Steven Raj Bhaskaran : Oui, la question du transhumanisme est également au cœur de ce que l’on crée. Le projet de fin d’études sur lequel nous avons travaillé avec Hannah nous donnait une totale liberté créative du moment qu’on respectait le concept de départ, qui s’appelait « Les 1 % » et consistait à imaginer qu’un groupe de personnes riches et puissantes intégrerait des technologies de pointe à leur corps. Des transhumanistes, donc. Ce projet a joué un rôle déterminant dans notre esthétique. C’est de là que viennent nos Skin Boots, qui découlaient d’un désir de modeler le corps humain pour lui offrir une nouvelle forme. Comprendre en quoi consiste le fait d’être humain et élargir cette compréhension est vraiment crucial pour nous.

Hannah Rose Dalton: « J’ai commencé à coudre, parce que je me disais : « Je ne vais rien acheter et faire moi-même mes vêtements, car je saurai ainsi comment ils sont conçus, qu’ils ne font souffrir personne et qu’ils n’empêchent pas des enfants d’aller à l’école. » »

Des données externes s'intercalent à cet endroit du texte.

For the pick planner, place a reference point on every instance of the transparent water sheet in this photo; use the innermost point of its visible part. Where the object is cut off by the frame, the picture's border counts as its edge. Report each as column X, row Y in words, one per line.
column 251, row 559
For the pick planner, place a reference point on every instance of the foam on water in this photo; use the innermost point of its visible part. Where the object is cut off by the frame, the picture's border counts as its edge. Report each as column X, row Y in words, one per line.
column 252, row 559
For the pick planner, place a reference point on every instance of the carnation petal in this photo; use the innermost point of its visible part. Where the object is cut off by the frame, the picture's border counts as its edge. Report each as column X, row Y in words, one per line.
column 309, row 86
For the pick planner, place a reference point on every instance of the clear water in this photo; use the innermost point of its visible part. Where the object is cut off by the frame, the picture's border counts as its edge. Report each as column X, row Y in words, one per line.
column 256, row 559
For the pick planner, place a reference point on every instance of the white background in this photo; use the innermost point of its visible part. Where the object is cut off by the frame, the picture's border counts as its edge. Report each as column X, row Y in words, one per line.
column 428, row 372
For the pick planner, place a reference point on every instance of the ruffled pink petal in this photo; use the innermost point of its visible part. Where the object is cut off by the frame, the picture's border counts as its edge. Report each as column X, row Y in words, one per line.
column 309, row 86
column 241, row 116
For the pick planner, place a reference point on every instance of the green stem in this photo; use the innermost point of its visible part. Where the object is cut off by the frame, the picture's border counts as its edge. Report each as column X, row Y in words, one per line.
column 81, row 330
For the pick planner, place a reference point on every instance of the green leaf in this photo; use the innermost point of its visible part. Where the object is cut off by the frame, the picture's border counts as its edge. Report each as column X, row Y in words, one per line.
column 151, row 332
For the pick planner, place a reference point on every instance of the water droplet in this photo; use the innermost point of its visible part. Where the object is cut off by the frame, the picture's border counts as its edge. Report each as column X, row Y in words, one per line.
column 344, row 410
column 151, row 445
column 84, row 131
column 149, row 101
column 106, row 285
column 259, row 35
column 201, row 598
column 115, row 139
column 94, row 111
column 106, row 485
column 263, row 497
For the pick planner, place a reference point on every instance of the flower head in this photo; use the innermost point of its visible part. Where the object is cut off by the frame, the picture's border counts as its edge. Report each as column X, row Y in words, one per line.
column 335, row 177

Les Skin Boots sont réalisées sur mesure et incarnent votre vision de la haute couture, d’où leur coût élevé – au minimum 10 000 dollars. Êtes-vous parvenu·e·s à trouver des client·e·s ?
Steven Raj Bhaskaran : Oui, on a beaucoup de client·e·s privé·e·s, et des musées nous les ont aussi achetées. 
Hannah Rose Dalton : Elles sont exposées en ce moment en Australie. 
Steven Raj Bhaskaran : On reçoit aussi beaucoup d’offres auxquelles on ne donne pas suite, parce que c’est une création très personnelle et nous sommes donc très sélectif·ve·s. C’est notre vision de la couture, mais on les a aussi pensées comme des œuvres d’art portables.
Fecal Matter : Robe et gants, Balenciaga Haute Couture.
Vous avez par ailleurs régulièrement recours à l’upcycling : vous avez par exemple créé des robes à partir de rideaux ou même de stores. Pourquoi ce type de démarche vous est-il cher ?
Hannah Rose Dalton : Quand j’ai appris dans quelles conditions les vêtements étaient fabriqués, à 13 ou 14 ans, j’ai été vraiment choquée et écœurée. C’est à ce moment-là que j’ai commencé à coudre, parce que je me disais : « Je ne vais rien acheter et je vais faire moi-même mes vêtements, je saurai ainsi comment ils sont conçus, qu’ils ne font souffrir personne et qu’ils n’empêchent pas des enfants d’aller à l’école. » L’upcycling est très important pour moi parce que quand tu achètes du coton, tu ne sais pas comment il a été fabriqué. L’upcycling, c’est meilleur pour tout le monde et c’est aussi plus écologique. On n’a qu’une vie et qu’une planète, donc prenons-en soin. On a tout de même une marque qui vend des produits et on est des êtres humains, donc on n’est pas parfait·e·s, mais on cherche à faire de notre mieux et si on trouve un matériel préexistant qu’on trouve beau, on va l’utiliser, même si notre processus créatif ne se limite pas à cette approche. 
Quand on vivait à New York, lorsqu’il pleuvait, on allait récupérer des parapluies cassés dans les poubelles, grâce auxquels on a conçu des tops et des robes. En tant que designer, c’est vraiment intéressant de chercher à créer en dépit des contraintes. 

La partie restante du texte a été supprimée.